SKAdNetwork doesn’t report organics (it’s limited to paid advertising), so marketers must use an algorithm to probabilistically attribute paid installs driven by an advertising campaign. Doing so will allow marketers to understand which installs are organic because they’ve installed the app but not accounted for in the SKAdNetwork data. Only once a full accounting of the in-app user-level data and the SKAdNetwork data is complete can marketers begin to understand which users might be truly organic and which are paid.

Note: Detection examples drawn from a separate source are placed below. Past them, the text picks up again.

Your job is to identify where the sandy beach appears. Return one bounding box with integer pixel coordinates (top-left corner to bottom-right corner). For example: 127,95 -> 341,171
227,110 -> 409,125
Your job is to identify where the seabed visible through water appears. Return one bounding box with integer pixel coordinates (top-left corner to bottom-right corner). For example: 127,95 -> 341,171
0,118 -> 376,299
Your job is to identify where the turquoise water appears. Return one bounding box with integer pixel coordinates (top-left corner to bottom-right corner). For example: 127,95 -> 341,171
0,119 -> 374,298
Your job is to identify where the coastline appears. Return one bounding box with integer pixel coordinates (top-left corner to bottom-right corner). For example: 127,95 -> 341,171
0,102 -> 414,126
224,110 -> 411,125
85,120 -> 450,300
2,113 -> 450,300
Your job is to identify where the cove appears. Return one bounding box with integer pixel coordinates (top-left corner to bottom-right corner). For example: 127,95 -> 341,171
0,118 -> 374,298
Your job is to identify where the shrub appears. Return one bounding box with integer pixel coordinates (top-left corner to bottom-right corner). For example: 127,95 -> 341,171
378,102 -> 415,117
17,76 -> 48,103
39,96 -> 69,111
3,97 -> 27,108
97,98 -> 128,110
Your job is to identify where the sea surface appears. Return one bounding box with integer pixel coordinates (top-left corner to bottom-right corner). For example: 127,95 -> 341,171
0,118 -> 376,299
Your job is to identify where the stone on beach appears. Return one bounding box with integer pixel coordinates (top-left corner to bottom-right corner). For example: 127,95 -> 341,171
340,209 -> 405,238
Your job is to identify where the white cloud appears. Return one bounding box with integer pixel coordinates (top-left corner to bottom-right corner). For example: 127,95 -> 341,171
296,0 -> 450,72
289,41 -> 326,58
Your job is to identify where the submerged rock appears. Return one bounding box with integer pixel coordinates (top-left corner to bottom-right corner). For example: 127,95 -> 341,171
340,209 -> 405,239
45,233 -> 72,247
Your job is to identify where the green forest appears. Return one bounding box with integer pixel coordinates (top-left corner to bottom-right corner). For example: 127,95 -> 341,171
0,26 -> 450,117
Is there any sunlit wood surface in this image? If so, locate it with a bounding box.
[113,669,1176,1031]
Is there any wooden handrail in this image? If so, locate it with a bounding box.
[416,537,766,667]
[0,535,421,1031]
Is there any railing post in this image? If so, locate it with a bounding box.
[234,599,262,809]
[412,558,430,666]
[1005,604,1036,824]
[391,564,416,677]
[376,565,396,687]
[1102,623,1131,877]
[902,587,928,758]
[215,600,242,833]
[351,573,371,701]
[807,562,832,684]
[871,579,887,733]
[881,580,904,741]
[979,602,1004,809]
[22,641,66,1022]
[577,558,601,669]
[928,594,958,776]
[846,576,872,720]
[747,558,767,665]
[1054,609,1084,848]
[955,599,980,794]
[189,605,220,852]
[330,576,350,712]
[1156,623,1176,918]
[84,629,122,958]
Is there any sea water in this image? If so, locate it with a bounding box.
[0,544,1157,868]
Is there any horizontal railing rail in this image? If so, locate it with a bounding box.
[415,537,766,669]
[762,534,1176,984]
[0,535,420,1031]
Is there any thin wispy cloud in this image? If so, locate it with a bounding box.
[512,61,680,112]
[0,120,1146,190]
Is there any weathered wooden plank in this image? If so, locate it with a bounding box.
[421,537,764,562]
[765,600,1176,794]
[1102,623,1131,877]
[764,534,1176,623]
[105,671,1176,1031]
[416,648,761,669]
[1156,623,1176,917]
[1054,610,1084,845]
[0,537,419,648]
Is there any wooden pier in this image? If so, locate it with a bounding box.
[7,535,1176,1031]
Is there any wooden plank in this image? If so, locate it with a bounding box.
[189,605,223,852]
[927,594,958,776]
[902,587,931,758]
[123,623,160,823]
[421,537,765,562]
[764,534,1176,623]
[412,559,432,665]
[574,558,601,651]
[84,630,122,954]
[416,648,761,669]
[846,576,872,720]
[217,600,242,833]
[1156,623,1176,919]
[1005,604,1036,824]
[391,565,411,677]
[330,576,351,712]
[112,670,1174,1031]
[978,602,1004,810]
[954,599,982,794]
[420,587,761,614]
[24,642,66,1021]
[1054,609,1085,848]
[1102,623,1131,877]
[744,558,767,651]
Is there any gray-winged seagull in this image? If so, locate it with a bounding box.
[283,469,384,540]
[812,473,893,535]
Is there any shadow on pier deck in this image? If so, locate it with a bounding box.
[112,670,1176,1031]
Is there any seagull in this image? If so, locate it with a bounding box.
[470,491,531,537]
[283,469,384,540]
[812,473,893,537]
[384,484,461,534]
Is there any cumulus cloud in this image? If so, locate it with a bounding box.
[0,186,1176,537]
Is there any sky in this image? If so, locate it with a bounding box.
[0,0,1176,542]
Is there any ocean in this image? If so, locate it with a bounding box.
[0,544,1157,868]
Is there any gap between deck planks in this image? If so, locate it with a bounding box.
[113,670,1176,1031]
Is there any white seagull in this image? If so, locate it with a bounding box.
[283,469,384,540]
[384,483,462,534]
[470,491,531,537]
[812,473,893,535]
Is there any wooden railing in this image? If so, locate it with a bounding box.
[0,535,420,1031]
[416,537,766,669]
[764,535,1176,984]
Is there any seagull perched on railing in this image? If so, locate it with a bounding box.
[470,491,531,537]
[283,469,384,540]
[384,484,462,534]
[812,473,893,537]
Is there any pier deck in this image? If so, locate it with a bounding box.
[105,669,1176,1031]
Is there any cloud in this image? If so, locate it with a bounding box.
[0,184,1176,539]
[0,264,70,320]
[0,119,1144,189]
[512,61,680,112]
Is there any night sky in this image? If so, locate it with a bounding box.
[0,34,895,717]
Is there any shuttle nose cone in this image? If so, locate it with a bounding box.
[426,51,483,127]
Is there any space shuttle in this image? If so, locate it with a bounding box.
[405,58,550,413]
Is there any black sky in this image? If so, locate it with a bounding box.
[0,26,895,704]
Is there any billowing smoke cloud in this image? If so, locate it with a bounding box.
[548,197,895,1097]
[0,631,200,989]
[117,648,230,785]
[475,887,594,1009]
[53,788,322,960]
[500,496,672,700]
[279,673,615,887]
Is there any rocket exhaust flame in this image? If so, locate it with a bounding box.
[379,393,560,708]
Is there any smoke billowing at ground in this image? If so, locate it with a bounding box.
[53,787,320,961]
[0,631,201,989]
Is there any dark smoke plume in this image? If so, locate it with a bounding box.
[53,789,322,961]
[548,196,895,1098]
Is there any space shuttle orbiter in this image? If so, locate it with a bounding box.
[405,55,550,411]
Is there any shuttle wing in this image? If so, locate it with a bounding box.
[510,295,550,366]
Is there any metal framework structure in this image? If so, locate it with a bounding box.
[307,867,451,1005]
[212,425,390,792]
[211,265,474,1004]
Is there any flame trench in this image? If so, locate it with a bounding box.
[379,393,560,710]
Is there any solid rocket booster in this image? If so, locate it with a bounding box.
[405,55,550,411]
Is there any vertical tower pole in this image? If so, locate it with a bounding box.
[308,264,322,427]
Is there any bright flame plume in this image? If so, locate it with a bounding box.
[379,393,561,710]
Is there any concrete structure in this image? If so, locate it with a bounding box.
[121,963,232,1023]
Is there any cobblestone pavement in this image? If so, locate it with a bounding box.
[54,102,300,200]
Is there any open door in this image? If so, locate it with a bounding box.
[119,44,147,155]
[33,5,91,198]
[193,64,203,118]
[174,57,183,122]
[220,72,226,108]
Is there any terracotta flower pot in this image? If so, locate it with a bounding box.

Campaign creation, audience creation, and creative testing and deployment
We’ve outlined seven ways that automation can improve manual tasks for iOS. However, there are 3 key tasks within the UA roles and responsibilities today that most likely are better solved by people rather than machines.
- Campaign creation: With a 100 limit campaign cap on SKAdNetwork campaigns, campaign setup is key as it significantly constrains how audiences and geos are targeted. However, it’s unclear exactly what the best campaign setup is, and experimentation is required before any form of automation can be applied to the use case.
- Audience creation: The largest ad networks build algorithms that find audiences for advertisers’ apps using their huge datasets. Going forward, audience creation now falls back to the performance marketers as these networks will be unable to build internal “lookalike” tools to better target ads. It’s unclear what tools the networks will make available to target those audiences in the future and so seeding with high-value audiences may be necessary going forward.
- Creative testing and deployment: Optimal creative testing and deployment is one of UA’s toughest challenges. The largest ad networks decide which creative to serve to a user in an automated way so the problem we need to solve is how to give the advertiser the optimal combination of creatives. SKAdNetwork completely removes the ability to match an individual creative’s performance with downstream metrics (i.e. installs, revenue events). Few of the largest ad networks have shared how they’ll optimize and allow for reporting in an ATT-driven world.
Humans have strategic thinking, context, and creativity that machines will likely never have. It’s understandable that most mobile marketers feel like they’re about to take a trip back to 2010 when they look at the tools they’re currently using today — tools that were built for a pre-ATT world. However, most of the technical challenges posed by Apple’s privacy changes have already been solved.